Prof Antoni Kamiński et Davide Genini

La relance de la Communauté européenne de défense (CED) est à la fois opportune et nécessaire. Le fait que plus de soixante-dix ans se soient écoulés depuis sa création ne pose aucun problème. Tout comme les scientifiques s’efforcent de faire revivre des espèces disparues, la CED peut être revivifiée pour relever les défis d’un monde de plus en plus dangereux. La CED reste le cadre « européen » le plus vertueux pour la sécurité dans un monde plus dangereux.

La CED est le seul mécanisme capable d’unir l’UE et l’OTAN dans un cadre de défense cohérent. Contrairement aux initiatives antérieures telles que l’Union de l’Europe occidentale ou la Politique européenne de sécurité et de défense, la CED a été conçue comme un pilier européen au sein de l’OTAN, destinée à compléter les efforts de défense des États-Unis. Ce double rôle permettrait à l’UE de s’imposer comme un fournisseur de sécurité crédible tout en préservant des liens étroits avec l’OTAN. Plutôt que de dupliquer les efforts en créant de toutes pièces une armée paneuropéenne distincte, la CED exploiterait les forces éprouvées de l’OTAN, notamment sa résilience opérationnelle, son expertise en matière d’unités militaires multinationales et ses méthodes d’interopérabilité éprouvées.

La CED est le seul mécanisme (déjà existant) capable de répondre à la dimension mondiale des menaces contemporaines, car le recours exclusif aux structures de l’UE ou de l’OTAN engendre souvent des inefficacités bureaucratiques excessives. Les soi-disant « axes du mal » : la Chine, la Russie, l’Iran et la Corée du Nord, opèrent non seulement en Eurasie, mais aussi en Afrique et en Amérique du Sud, combinant l’agression militaire ouverte avec des tactiques hybrides telles que les cyberattaques et la déstabilisation économique. Par exemple, l’invasion de l’Ukraine par la Russie a bénéficié du soutien tacite de la Chine, tout comme l’assurance de Pékin dans le Pacifique repose sur le soutien de Moscou. Par effet domino, l’Iran a ensuite activé ses clients au Moyen-Orient : le Hamas et le Hezbollah. Bien que l’alliance sino-russe ne soit pas aussi cohésive que le suggèrent ses participants, elle reste suffisamment solide pour menacer la stabilité mondiale. La relance de la CED permettrait à l’Europe de relever plus efficacement ces défis interdépendants, en offrant une stratégie occidentale unifiée et décisive pour faire face aux menaces mondiales.
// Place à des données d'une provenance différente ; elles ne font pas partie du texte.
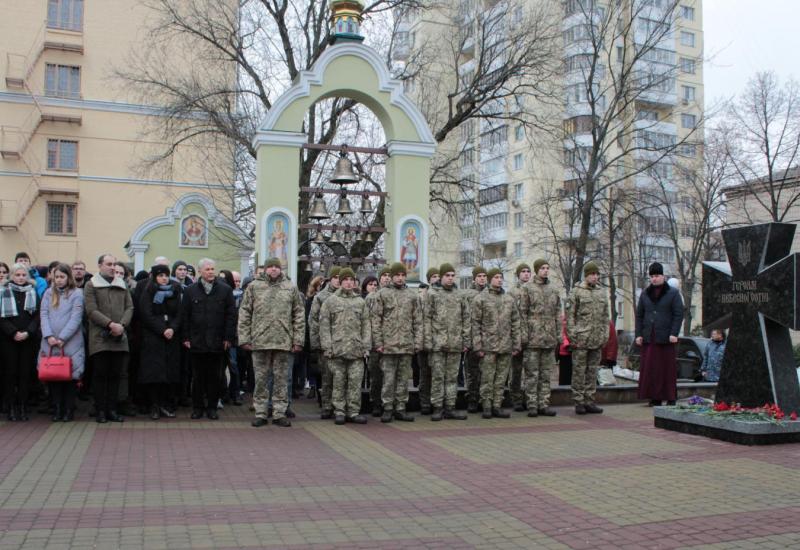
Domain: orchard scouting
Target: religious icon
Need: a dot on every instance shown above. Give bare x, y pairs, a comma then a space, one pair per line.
410, 248
278, 238
194, 232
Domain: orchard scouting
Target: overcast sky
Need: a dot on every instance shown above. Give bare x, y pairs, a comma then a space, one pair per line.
746, 36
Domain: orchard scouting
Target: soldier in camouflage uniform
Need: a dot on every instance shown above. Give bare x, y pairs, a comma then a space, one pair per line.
472, 369
423, 360
397, 334
540, 309
345, 337
447, 336
271, 325
495, 338
313, 337
586, 311
374, 361
523, 273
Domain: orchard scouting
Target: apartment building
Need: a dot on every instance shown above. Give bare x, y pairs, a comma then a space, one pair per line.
516, 168
74, 140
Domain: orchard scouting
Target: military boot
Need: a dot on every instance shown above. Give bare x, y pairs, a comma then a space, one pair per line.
403, 416
451, 414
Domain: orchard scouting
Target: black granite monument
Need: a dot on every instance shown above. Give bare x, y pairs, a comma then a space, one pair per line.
756, 295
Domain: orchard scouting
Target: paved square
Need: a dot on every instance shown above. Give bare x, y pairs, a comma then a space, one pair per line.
609, 482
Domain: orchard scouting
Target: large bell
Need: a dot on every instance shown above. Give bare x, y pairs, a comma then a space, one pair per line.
318, 210
343, 172
344, 206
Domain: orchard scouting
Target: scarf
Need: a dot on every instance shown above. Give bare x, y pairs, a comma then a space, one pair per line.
163, 292
8, 305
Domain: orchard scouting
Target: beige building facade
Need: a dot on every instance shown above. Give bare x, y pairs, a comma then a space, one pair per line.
74, 143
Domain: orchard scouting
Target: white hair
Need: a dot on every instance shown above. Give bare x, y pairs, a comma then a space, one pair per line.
205, 261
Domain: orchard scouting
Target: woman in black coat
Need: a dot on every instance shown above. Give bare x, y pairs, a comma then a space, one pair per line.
161, 316
19, 324
659, 315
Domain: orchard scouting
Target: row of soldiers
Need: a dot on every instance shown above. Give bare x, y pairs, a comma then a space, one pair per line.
492, 330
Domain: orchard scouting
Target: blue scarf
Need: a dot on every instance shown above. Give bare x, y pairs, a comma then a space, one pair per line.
163, 292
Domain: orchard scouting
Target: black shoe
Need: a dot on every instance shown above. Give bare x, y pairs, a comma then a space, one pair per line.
500, 413
450, 414
403, 416
591, 408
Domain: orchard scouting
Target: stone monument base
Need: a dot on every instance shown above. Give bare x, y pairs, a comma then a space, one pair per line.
726, 428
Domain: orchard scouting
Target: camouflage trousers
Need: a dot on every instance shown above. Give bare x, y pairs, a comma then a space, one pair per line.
494, 372
472, 377
276, 363
585, 363
375, 379
444, 378
396, 374
326, 389
424, 361
515, 388
538, 366
346, 386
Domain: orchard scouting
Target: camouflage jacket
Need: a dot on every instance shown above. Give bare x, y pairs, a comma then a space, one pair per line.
495, 322
313, 316
344, 325
397, 320
272, 315
586, 311
540, 310
447, 320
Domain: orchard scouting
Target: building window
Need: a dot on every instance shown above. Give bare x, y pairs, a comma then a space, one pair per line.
687, 65
65, 14
62, 81
62, 155
61, 218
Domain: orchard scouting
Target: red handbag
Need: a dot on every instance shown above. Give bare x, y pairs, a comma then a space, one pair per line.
55, 368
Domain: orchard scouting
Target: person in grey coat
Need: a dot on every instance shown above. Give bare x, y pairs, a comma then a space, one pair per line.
61, 316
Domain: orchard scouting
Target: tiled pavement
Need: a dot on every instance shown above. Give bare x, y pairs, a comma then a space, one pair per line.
610, 481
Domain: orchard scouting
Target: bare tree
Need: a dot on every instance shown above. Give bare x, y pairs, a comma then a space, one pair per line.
763, 140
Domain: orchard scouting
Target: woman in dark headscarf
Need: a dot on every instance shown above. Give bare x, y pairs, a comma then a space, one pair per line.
659, 315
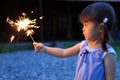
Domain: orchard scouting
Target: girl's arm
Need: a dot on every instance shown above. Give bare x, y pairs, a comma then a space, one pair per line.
58, 52
110, 66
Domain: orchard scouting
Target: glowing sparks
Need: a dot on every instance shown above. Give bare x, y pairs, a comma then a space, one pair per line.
41, 17
12, 38
29, 32
24, 24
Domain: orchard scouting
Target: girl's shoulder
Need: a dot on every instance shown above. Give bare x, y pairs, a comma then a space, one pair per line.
111, 50
84, 42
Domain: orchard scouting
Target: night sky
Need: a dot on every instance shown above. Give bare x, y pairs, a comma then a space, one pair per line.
13, 9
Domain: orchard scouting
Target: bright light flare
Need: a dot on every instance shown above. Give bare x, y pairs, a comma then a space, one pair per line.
24, 24
12, 38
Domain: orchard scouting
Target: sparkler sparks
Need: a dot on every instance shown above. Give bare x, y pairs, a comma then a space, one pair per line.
23, 24
12, 38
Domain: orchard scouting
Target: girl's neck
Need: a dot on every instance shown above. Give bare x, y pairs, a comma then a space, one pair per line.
95, 44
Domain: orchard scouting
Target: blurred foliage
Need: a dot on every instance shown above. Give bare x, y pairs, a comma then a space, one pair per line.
15, 47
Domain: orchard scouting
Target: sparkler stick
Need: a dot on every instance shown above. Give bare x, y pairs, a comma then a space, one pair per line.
32, 38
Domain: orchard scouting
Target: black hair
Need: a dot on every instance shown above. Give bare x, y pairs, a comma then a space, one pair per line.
97, 12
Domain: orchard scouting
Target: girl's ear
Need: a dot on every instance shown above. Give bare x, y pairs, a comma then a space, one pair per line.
101, 27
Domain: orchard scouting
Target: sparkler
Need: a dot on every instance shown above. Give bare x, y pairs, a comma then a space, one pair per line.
23, 24
12, 38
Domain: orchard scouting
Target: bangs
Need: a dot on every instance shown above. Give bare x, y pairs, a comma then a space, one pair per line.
86, 18
87, 14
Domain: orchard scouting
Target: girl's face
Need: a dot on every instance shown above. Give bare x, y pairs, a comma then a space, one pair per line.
91, 30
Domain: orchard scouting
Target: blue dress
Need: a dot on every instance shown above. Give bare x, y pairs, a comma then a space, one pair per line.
90, 64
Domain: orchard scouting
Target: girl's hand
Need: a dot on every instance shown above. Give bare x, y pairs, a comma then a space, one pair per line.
38, 47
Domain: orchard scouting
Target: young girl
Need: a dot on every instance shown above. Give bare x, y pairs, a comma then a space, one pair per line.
96, 58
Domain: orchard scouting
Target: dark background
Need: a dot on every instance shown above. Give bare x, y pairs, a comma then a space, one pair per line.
60, 20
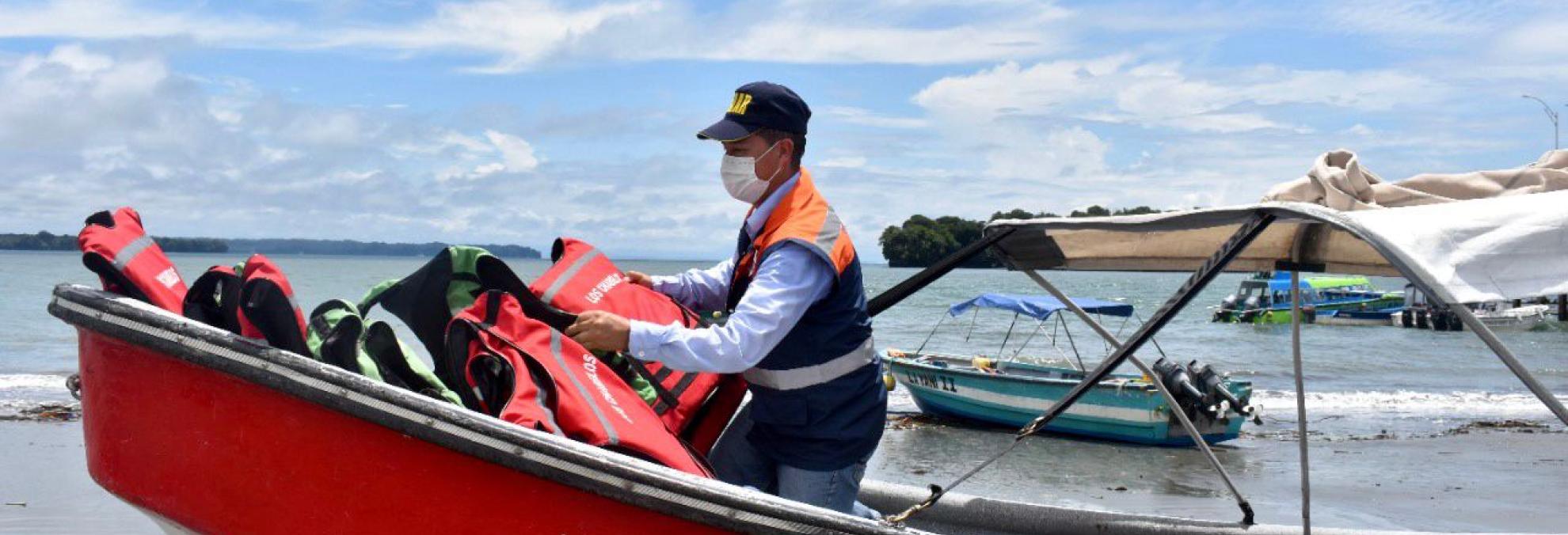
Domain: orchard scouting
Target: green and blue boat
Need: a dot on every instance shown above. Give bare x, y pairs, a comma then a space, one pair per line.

La CED permettrait également à l’Europe d’assumer une plus grande responsabilité pour sa propre sécurité, réduisant ainsi sa dépendance excessive à l’égard de Washington. En renforçant les capacités militaires et en augmentant les dépenses de défense, la CED permettrait à l’Europe d’assumer un rôle de premier plan dans les affaires mondiales. Tout en étant intégrée à l’OTAN, la CED est également subordonnée à l’UE, ce qui renforce l’influence mondiale de cette dernière, qu’elle travaille aux côtés des forces américaines ou de manière indépendante.

La CED constitue une réponse crédible à l’administration Trump nouvellement élue. La CED fournirait aux États-Unis un allié européen plus fort et plus autosuffisant. Elle permettrait à l’Europe de passer du statut de protectorat dépendant à celui de partenaire dans la défense de l’ordre international fondé sur des règles. Ainsi, la CED resterait vitale pour les États-Unis tant que les États-Unis continuent à être vitaux pour l’Europe.